Wood work joints dovetail

If you were to drive the nails in square, there would be more risk that the joint would pull apart. Putting them in at an angle really does add strength. The only difficulty is that the wood may split. To prevent this, use oval brads rather than round nails, making sure that their thickest part points along the grain. If that doesn’t do the trick, try blunting the point of each nail by driving it into the side of an old hammer. This creates a burr of metal on the point which will cut through the wood fibres rather than parting them. Once the nails are driven home, punch their heads below the surface using a nail punch, or a large blunt nail. Fill the resulting dents with wood filler.

Dovetail Joint hand cut

THE OVERLAP

This is the simplest of all and is one you can use on relatively thin timber. The example shown is for a T-joint, but the method is the same if you want to make an X-joint.

joint wood

Bring the two pieces of wood together as they will be when joined, and use a pencil to mark the position of the topmost piece on the one underneath. To reinforce the joint, countersunk screws are best, so mark their positions on the top piece of wood, and drill clearance holes the same diameter as the screw’s shank – ttie unthreaded part – right the way through. The screws should be arranged like the spots on a dice to help stop the joint twisting out of square. Enlarge the mouths of these holes with a countersink bit to accommodate the screw heads, and clean up any splinters where the drill breaks through the underside of the wood. Bring the two pieces of wood together again using a piece of scrap wood to keep the top piece level.
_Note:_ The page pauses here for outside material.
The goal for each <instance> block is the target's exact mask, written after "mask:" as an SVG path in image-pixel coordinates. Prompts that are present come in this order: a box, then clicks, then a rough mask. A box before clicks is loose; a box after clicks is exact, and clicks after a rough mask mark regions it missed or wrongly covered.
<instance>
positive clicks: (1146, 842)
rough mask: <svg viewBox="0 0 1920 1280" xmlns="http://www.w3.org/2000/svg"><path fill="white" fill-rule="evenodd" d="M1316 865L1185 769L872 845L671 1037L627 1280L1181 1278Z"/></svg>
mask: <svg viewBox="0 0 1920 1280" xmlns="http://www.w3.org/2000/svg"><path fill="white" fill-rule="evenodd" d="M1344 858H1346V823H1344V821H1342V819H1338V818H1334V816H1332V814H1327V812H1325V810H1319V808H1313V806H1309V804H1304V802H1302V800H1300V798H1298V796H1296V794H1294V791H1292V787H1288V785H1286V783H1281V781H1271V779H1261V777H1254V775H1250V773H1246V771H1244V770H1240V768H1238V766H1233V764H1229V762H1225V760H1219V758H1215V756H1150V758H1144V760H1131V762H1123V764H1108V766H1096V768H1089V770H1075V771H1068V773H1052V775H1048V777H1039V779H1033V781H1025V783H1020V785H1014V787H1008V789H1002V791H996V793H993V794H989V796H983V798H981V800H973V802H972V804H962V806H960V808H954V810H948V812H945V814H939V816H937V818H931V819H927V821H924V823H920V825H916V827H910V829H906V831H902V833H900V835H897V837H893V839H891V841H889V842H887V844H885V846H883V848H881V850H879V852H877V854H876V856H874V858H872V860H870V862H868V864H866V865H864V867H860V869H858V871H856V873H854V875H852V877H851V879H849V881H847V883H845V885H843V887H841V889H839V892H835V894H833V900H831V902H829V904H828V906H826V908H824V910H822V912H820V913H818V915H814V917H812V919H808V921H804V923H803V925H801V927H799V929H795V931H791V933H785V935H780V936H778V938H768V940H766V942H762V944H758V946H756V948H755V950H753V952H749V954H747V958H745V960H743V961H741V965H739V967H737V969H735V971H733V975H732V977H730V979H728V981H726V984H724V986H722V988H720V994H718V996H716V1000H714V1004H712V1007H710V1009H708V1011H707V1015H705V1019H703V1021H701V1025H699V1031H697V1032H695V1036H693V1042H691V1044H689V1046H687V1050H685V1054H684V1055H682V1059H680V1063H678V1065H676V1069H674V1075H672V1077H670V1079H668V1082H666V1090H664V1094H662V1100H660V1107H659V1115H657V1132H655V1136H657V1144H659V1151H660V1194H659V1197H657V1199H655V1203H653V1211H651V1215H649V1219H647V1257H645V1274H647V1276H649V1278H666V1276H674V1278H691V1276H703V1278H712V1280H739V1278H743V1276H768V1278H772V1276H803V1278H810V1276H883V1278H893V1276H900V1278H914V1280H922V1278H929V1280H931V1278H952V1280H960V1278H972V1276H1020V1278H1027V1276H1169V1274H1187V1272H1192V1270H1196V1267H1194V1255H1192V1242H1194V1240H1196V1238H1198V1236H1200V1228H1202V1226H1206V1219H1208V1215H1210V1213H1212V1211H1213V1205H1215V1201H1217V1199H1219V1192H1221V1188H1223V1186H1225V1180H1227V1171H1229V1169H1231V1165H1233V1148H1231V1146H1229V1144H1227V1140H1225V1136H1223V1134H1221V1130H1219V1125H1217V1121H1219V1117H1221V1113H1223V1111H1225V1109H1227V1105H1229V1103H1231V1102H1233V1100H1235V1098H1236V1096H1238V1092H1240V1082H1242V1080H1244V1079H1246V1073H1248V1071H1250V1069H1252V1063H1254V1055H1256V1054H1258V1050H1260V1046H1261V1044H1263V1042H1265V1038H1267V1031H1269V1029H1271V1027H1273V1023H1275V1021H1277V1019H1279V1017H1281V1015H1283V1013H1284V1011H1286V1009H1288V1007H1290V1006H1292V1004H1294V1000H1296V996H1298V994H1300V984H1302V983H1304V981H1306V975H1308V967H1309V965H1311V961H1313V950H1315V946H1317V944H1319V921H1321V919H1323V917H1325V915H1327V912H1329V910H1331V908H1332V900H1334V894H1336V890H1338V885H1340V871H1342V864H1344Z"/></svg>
Then make pilot holes in the lower piece using either a bradawl or a small drill, boring through the clearance holes to make sure they are correctly positioned. Make sure the pilot holes are drilled absolutely vertically, or the screws could pull the joint out of shape. Finally, apply a thin coating of adhesive to both the surfaces to be joined (follow the adhesive manufacturer’s instructions), position the pieces of wood accurately and, without moving them again, drive home the screws.